Die Naturschutzorganisationen betreiben keine Landwirtschaft, warum sollten die also landwirtschaftliche(!) Direktzahlungen bekommen?? Nochmal, das was jetzt unter Subventionen läfut war mal Ausgleich für zurückgenommene Stützpreise etc. (siehe
https://de.wikipedia.org/wiki/Agrarsubv ... schichte_2).
Ich spreche von Deutschland, nicht von EU, und wenn du da mal hinguckst für die kommende Förderperiode, ist da etwa die gleiche Menge "einkommensunterstützende Direktzahlungen" in der 1. Säule wie ELER in der 2. Säule... und von der ersten Säule geht nochmal so Zeugs wie Greening ab, das ist auch an "Umweltschutz-Bedingungen geknüpft.
Aber jeder so wie er meint. Wie gesagt, ich hätte lieber gescheite Produktpreise als x Millionen "Experten" die meinen uns reinreden zu müssen weil sie Steuern zahlen. Wobei gewisse Dinge dann schlicht nicht bezahlbar werden bzw. deren Anbau/Bewirtschaftung hierzulande aufgegeben wird. Und wie wollt ihr den Billigproduzenten im Ausland reinreden? Spätestens dann wenn's keine Alternativen mehr gibt weil die inländische Produktion den Bach runter ist, tanzen die euch auf der Nase rum.
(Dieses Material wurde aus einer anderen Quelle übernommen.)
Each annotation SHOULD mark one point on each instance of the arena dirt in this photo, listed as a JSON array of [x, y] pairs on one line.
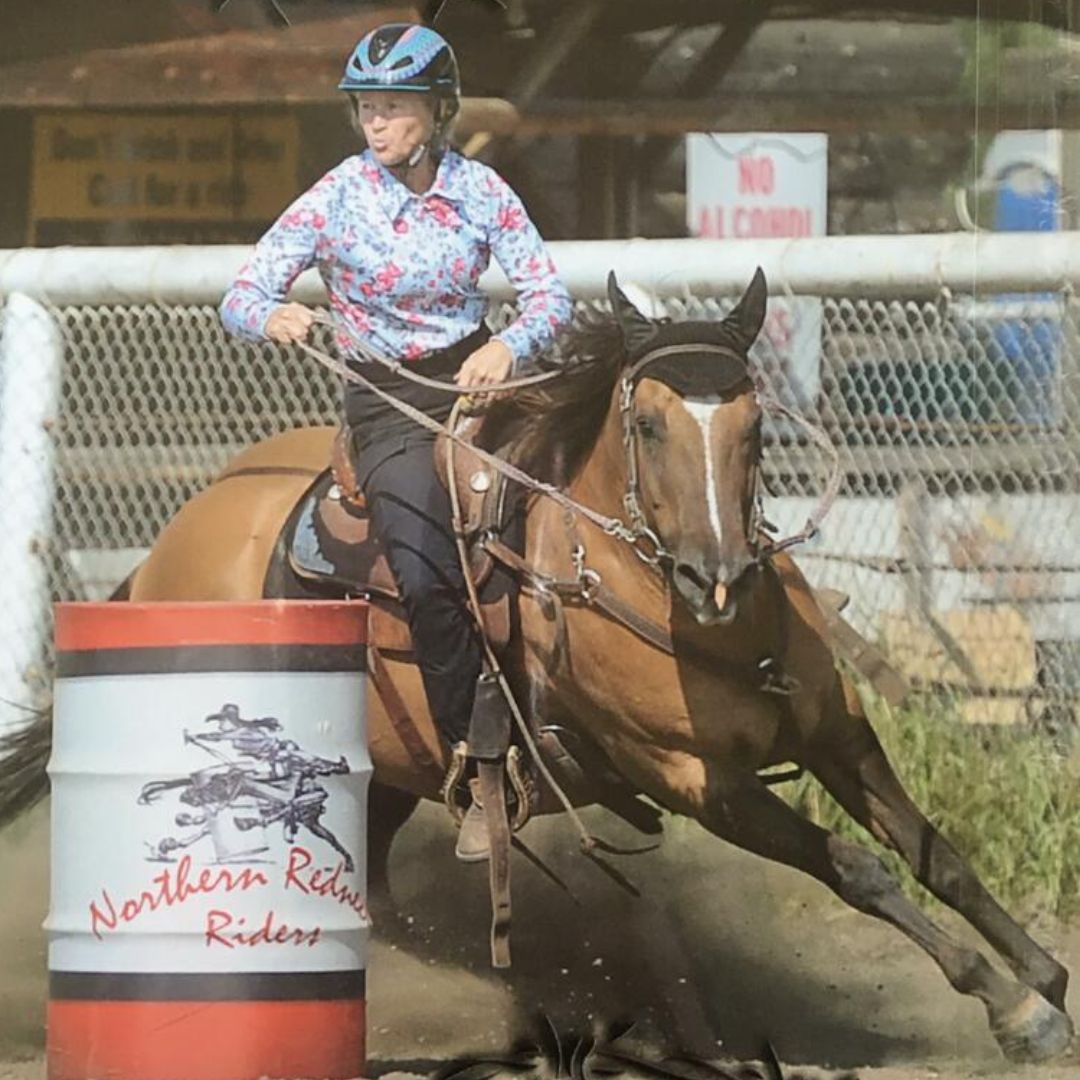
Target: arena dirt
[[718, 944]]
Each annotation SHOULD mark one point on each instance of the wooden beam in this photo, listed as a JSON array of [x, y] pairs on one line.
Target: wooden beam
[[670, 119]]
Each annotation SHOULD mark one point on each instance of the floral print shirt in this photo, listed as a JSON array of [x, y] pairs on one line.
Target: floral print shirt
[[401, 268]]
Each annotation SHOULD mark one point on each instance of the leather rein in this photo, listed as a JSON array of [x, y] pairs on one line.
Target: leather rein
[[642, 538]]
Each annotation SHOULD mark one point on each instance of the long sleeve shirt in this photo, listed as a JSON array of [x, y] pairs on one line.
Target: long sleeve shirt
[[401, 268]]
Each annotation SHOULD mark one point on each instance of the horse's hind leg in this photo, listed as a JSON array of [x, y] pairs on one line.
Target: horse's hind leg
[[850, 763], [743, 811]]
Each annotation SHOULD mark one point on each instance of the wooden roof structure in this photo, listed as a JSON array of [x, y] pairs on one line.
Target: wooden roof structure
[[585, 67]]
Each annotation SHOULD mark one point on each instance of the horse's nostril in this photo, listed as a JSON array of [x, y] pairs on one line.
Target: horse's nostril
[[693, 577]]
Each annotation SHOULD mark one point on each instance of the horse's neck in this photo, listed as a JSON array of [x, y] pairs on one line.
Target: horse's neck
[[601, 485]]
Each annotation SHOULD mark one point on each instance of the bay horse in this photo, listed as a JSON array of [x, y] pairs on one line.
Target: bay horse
[[661, 421]]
Guten Appetit beim Naturschutzwiesen abgrasen

Re: Meldungen aus Landwirtschaft und Lebensmittelproduktion
Verfasst: So 21. Aug 2022, 13:09
von emil17
Statt Stützpreise sind es nun Direktzahlungen, sind alles Subventionen.
Die gescheiten Produktpreise wurden früher durch ebendese Stützpreise erzielt, sie führten zu einer Überproduktion die dann teuer wieder verwertet werden musste. Ein schönes Beispiel ist die Schweizer Weinschwemme, ausgelöst durch Abnahmegarantie des Bundes zu Fixpreisen.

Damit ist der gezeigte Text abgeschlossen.